Rapidly improving technology and pro-competition federal policy have created a competitive communications marketplace and the pending merger is an attempt to anticipate consumer demands and gain a head start on swift competitors. TV viewing habits have changed rapidly and younger people in particular are watching more online video and more video on mobile devices. Piper Jaffray found that in 2016, for the first time, teens spent more time watching YouTube than cable TV.

Few people realize, however, that this revolution in consumer habits occurred because of conscious policy decisions. For decades, federal and state lawmakers encouraged phone and cable monopolies. Command-and-control fell out of favor, however — and in the 1990s, Congress reversed course and started encouraging competition in TV, phone and internet service.

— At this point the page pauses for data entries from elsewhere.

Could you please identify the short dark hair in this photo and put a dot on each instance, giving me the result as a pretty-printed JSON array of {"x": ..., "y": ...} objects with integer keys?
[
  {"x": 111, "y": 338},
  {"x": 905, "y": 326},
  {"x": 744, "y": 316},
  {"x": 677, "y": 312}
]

At the time, satellite TV was in its infancy and cable operators faced little competition. That all changed after the 1996 Telecommunications Act. Starting in 1996, cable TV’s market share fell from 94 percent to 53 percent today. Telephone companies, which were finally allowed to offer TV, and satellite providers went from 4 million households to more than 40 million households.

Since then, TV programming and choice have virtually exploded. The number of channels received by the typical household went from around 50 channels to nearly 200. That doesn’t include online options, which Congress protected from regulation — like Netflix, Amazon and Hulu — nor the 100-plus niche online video services that launched in 2015 alone. Altogether, there are more than 400 scripted shows. This Golden Age of Television is attributable to deregulation of the TV market — content creators have far more distributors to sell to.

It’s tempting to think that phone companies are simply leveraging their old monopoly status into new markets, like TV, but that’s not really the case. While telephone companies added millions of TV and broadband customers, they saw even larger losses of their phone customers. Phone companies lost more than 100 million landline subscriptions as people switched to voice service from cable companies and wireless operators.

AT&T and other wireless carriers see what nimble internet companies like Google, Facebook and Amazon see: Consumers want quality entertainment, and they want the ability to watch it everywhere. And just as phone companies invaded the video marketplace and cable companies invaded the phone marketplace, internet companies are invading the advertising market once dominated by newspapers and broadcast TV. Google, of course, is the largest, in terms of ad revenue but analysis from The Information, the tech news publication, revealed that Facebook recently surpassed Comcast, Disney and CBS for ad dollars.

No one knows what the winning recipe is for continued profits. Ad-support or subscription? Distribution via the internet or cable companies? Mobile or landline? Live sports or scripted shows or YouTube stars? What is clear is that consumers win as firms scramble to upgrade networks, produce new content and experiment with new business models. Output is up and the old regulatory categories — cable, satellite, internet, phone — are quickly breaking down. The competitive ferment is such that some countries, like Denmark, have decided to eliminate their telecommunications agency in favor of using technology-neutral competition laws.

Lawmakers should skeptically view predictions that the communications industry is sliding toward monopoly. Congress wisely broke down competitive barriers 20 years ago, and consumers are finally seeing the benefits. Yes, U.S. competition authorities need to analyze major media deals for potential anticompetitive conduct. But data, not talking points, should determine policy."